Uninterrupted Research: Advancing the Digitization of Archives

Example archival photo box.  Source:  http://pharosartresearch.org/

Example archival photo box. Source: http://pharosartresearch.org/

Finding the right image or researching a particular era, writer or artist has become easier since 2013 with the creation of PHAROS.  Founded in 2013, the project is an initiative to consolidate the millions of, often unpublished, records in art-historical photo archives to specifically benefit scholars accustomed to digital research. Spearheaded by The Frick Collection, the consortium also represents other art-history paragons, including the Getty Research Institute, National Gallery of Art, Yale Center for British Art, Courtauld Institute, Institut National d’Histoire de l’Art, and Kunsthistoriches Institut in Florenz.

Currently, researchers can use PHAROS to search 100,000 images of 60,000 artworks, finding details of a work’s provenance or exhibition and conservation history through a keyword search. This search is enhanced through category filters, or by uploading a file to match the database’s image-recognition technology. By 2020, PHAROS hopes to digitize and publish 7 million images of the 25 million documents, photographs, and artifacts across 14 art institutions in the US and Europe. Much like Google’s reverse image search, a researcher has no limitation to formulate a research query into words. Pattern recognition technology is not new, but its applications in arts institutions is expanding. The application of visual information into a digital search is helping to broaden the narrative of cultural literacy, as Google Arts and Culture is working towards, but it also provides autonomy to smaller collections’ digitization projects.

Directory of digitized photos available in browser-view and can be sorted by filter.  Source:  http://images.pharosartresearch.org/search

Directory of digitized photos available in browser-view and can be sorted by filter. Source: http://images.pharosartresearch.org/search


Rather than an individual entity, or digital museum, working alone as an innovation-center, managing its collections and engaging with the community internally, PHAROS benefits from the larger community of arts institution expertise.

Source:  http://pharosartresearch.org/about

Source: http://pharosartresearch.org/about

With a growing scale of researchers, amateur or professional, looking for archival resources, a larger market force is contributing to change in these environments. Digitization helps to reduce the burden of this scale. In 2015, 2,500 researchers visited the physical card library from the Frick collection, meanwhile over 75,000 from 91 countries searched online. In addition to its books, and permanent collection, the Frick Art Reference Library contains thousands of photographs, collected through Helen Clay Frick’s underwritten expedition to the world’s museum.
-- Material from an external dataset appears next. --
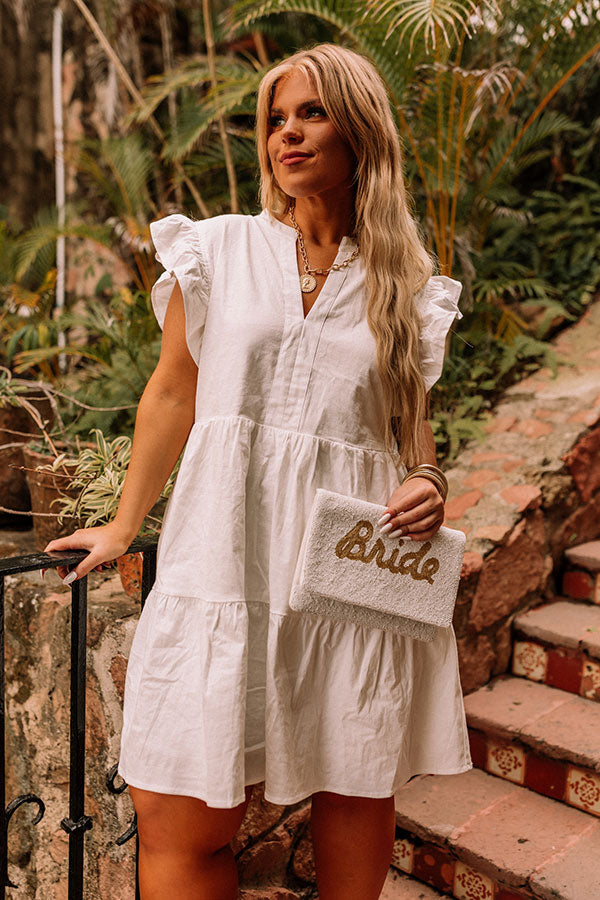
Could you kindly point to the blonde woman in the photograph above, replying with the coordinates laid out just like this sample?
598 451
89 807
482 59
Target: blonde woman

As well, these records maintain a century's worth of files with notations from visiting scholars, dealers, and museum professionals who contributed observations in attribution and iconography. Prior to digitization, researchers would need to invest in the time and travel expenses to physically sift through these archives.
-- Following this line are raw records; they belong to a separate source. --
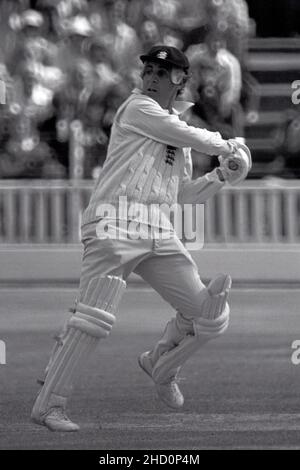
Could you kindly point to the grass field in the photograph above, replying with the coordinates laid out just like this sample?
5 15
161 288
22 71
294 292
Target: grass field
241 391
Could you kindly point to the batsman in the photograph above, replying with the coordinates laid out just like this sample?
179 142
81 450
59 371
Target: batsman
149 165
One of the best known art research archives in America, or Frick Art Reference Library  Source:  http://pharosartresearch.org/frick-art-reference-library

One of the best known art research archives in America, or Frick Art Reference Library Source: http://pharosartresearch.org/frick-art-reference-library

To address information inequity, PHAROS follows an international standard that corresponds to the refined objectives proposed by the International Council of Museums (ICOM). Driven by a need for standardization from the museum community, it was first published in 2006 and has since spread to encompass other cultural heritage institutions. It provides a common reference point against divergent and incompatible sources of information to mediate and clarify semantics used in entities such as museums, libraries, and archives. Through these objective standards, PHAROS eventually hopes to house roughly 31 million digital images in linked open data on a collaborative site, ResearchSpace. With funding from the Samuel H. Kress Foundation in 2014, PHAROS collaborated with John Resig, Dean of Computer Science at Kahn Academy, to develop its Art Research Database. In addition to showing visually-similar images, the database reports any accompanying documentation to the related image across all affiliated photo-archives.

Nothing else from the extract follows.